In both channels, some messages weren’t delivered. Overall, there were three main problems:
- due to either cheating or mistakes, some consultants were inputting non-existent phone numbers or email addresses
- some customers didn’t want to give their real contact information for some reason
- sometimes there were problems on the receiving side: the subscriber might have been offline or turned off their phone temporarily, their inbox might have been full, or the message might have wound up in their spam folder
With email, we figured out how to determine the root cause of the problem by requesting detailed status messages from the mail servers.
It was harder with phone numbers, but our analysis helped. It turned out that only 5% of messages were delivered by sending the SMS again a couple days after the first attempt. This implied that 95% of the time, the phone number was wrong.
We also didn’t want to punish the consultants when customers wouldn’t give their real contact info, so we accounted for this when determining the KPIs.

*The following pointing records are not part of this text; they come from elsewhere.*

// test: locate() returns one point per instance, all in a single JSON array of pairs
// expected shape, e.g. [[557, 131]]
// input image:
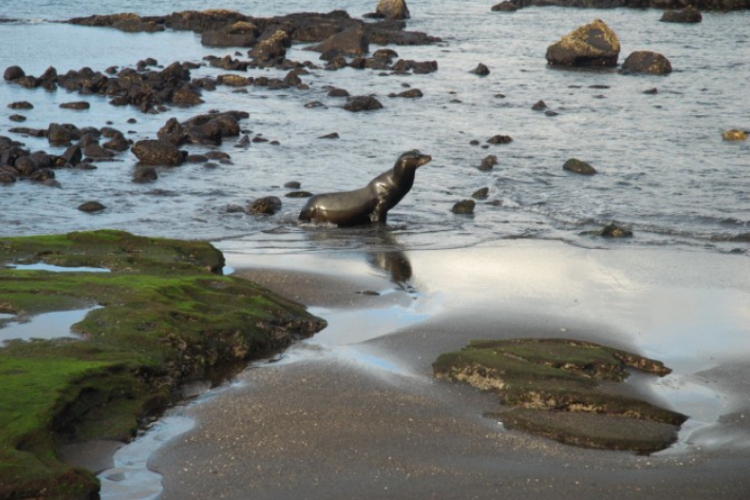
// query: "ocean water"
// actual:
[[664, 170]]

The most important thing for us was getting valid contact info. The email address was most valuable. As a result, we wound up with two KPIs:
- the share of application forms where at least one of the contacts was valid
- the share of application forms with a valid email address
The first KPI is necessary for end-to-end quality control of the application forms. The second KPI helped to control the quantity and quality of email addresses in the application forms. Importantly, by increasing the share of application forms with a valid email address, the consultants were automatically increasing the share of application forms where at least one of the contacts was valid. This helped to motivate the staff.
Our priority was to make sure that the KPI targets were feasible, so we began implementing them gradually. Our goal for the first stage was to eliminate cheating, but we understood that the consultant wasn’t always at fault for incorrect phone numbers and email addresses. Sometimes customers enter fake contact details or make mistakes.

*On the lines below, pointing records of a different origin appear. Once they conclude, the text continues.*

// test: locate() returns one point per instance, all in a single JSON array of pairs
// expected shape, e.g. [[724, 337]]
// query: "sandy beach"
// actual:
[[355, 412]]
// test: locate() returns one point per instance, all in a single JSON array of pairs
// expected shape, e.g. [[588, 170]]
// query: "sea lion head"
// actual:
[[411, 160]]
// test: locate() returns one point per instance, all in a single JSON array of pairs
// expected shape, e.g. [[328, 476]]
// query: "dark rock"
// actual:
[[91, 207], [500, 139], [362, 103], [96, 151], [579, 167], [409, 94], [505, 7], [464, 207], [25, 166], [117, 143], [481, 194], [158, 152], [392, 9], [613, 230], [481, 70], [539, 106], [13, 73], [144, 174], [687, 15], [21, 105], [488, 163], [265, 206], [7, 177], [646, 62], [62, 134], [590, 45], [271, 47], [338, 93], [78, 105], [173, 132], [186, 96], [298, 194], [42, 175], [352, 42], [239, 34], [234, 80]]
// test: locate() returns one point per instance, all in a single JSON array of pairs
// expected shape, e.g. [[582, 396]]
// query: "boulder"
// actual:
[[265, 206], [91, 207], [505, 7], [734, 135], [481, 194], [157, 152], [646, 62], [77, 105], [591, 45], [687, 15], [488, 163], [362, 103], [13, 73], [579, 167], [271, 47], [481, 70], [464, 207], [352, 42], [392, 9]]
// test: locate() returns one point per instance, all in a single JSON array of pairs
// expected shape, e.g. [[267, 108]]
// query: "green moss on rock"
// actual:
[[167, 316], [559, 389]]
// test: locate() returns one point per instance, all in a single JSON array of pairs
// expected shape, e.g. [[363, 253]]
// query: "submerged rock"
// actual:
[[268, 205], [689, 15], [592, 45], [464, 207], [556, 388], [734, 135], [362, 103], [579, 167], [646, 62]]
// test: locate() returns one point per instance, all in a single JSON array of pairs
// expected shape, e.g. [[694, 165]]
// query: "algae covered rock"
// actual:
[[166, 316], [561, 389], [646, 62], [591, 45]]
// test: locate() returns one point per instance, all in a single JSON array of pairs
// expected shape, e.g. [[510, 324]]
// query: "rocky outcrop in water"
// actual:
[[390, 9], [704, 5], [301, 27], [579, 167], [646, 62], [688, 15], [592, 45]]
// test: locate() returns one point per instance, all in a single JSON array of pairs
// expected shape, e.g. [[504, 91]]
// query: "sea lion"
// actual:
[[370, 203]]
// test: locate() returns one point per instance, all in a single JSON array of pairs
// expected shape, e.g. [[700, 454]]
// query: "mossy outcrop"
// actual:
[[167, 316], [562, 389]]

We calculated the average performance level of the new KPIs and set this as the first target. This did not affect those who had been collecting applications honestly before, but forced unscrupulous consultants to change their approach. As a result, the average performance improved.
We then gradually made the KPIs stricter, setting the target at the average level of the top 20% of consultants. We made sure this process was smooth and gradual and took care to ensure we were not applying any pressure on the staff.
Switching to KPIs
The process of switching to a KPI-based pay structure is far from simple. People don’t like to change the way they work. Transparency and consistency helped to smooth out the process.
We did several things to make the transition easier:
- we showed consultants what they were doing wrong ahead of time, so that they could correct how they work before it began to impact their pay
- we came up with automated reports for consultants’ comments, so that it would be easy to work with them
- we changed the script that the consultants used when talking with customers and reduced the number of fields on the application forms, then moved the contact information to the top of the application forms so that customers would fill that out first
These measures made for a smooth transition to the KPIs.
The project has been underway for two years now and has been under continuous development. We’ve modified the KPIs a couple times and changed the target thresholds. But the most important results are the KPI improvements:
- the share of application forms with a valid email address has risen from 6% to 26% (both the share of forms with the email address filled out and their quality have improved)
- the share of application forms with a valid phone number has increased from 60% to 80%
- the improved quality has led to a 60% increase in the number of application forms that converted into loyalty program members
The loyalty club project was successful despite numerous difficulties. FMCG is a sector where the result justifies the investment. But marketing technology and services are not useful without quality staff.